Timers currently consist of:

  • sync_bitu_username_block - Pulls block list data from meta and wikitech, this data is used to check signups for undesired usernames.
  • expire_bitu_signups - If a signup has not been activated within a set time frame this job will delete the request, freeing up the username.

Any of the timers, and the rq-bitu service can safely be run/restarted at any time without noticeable user impact or data corruption. Restarting the uwsgi-bitu service will briefly interrupt self-service, but no invalidate user sessions (session information is database backed, and will survive a restart).

If any of the timers contentiously fail create a Phabricator task and tag it with "Bitu".

Failover

Bitu is currently installed on a set of Ganeti VMs, one of which is active at a time. It is possible to fail over to the inactive VM by changing the CNAME idm.wikimedia.org to point to passive host. This is done by modifying the DNS git repository.
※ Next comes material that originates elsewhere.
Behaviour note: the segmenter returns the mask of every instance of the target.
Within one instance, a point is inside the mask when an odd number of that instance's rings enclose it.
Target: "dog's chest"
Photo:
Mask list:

Changing the CNAME is sufficient for changing the active webserver, the pair of VMs however also hosts a Redis installation, with one active node and one replica. If you need to reboot, reimage or do maintenance on the active node, the Redis nodes needs to be failed over as well. The Redis configuration is managed by Puppet. The initiate a switch-over update the following two variables in Puppet: profile::idm::redis_master and profile::idm::redis_replicas, see example here: https://gerrit.wikimedia.org/r/c/operations/puppet/+/930763

Debugging on the standby host

In some cases it might be beneficial to debug on the passive IDM host, e.g. when rolling out new version or preparing a switch over. The problem is that both Apache and Django will expect the host header to say idm.wikimedia.org. One solution is to install the ModHeader extension for Firefox and create a rule that adds "Host: idm.wikimedia.org" to your requests, to avoid breaking other sites, also add a filter e.g. "Tab domain filter: idm2001.wikimedia.org".
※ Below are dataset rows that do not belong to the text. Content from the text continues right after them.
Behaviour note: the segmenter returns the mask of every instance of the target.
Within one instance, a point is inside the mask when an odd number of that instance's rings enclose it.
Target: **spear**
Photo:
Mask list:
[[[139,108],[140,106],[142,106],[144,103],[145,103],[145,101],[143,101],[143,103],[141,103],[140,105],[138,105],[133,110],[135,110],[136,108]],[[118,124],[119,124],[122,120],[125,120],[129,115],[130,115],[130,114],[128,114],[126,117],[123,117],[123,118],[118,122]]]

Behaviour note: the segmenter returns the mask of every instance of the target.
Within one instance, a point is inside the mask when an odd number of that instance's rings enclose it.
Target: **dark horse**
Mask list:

When authenticating with idp.wikimedia.org you will still be redirected to the current active server, simply change the URL to say idm2001.wikimedia.org (if that's the server you're debugging), the URL will contain the required information for Bitu to authenticate you with the IDP afterwards.

Debug logging

By default we only run with limited logging enabled, but for debugging it can be necessary to increase the logging level. The development configuration shipped with Bitu already enables debug logging to the console. To enable debug logging on staging or production hosts configure the logger as in the example below:

LOGGING = {
    "version": 1,
    "disable_existing_loggers": False,
    "handlers": {
        "file": {
            "level": "DEBUG",
            "class": "logging.FileHandler",
            "filename": "/tmp/bitu_debug.log",
        },
    },
    "loggers": {
        "bitu": {
            "handlers": ["file"],
            "level": "DEBUG",
            "propagate": True,
        },
    },
}

Loggers are configured in /etc/bitu/settings.py.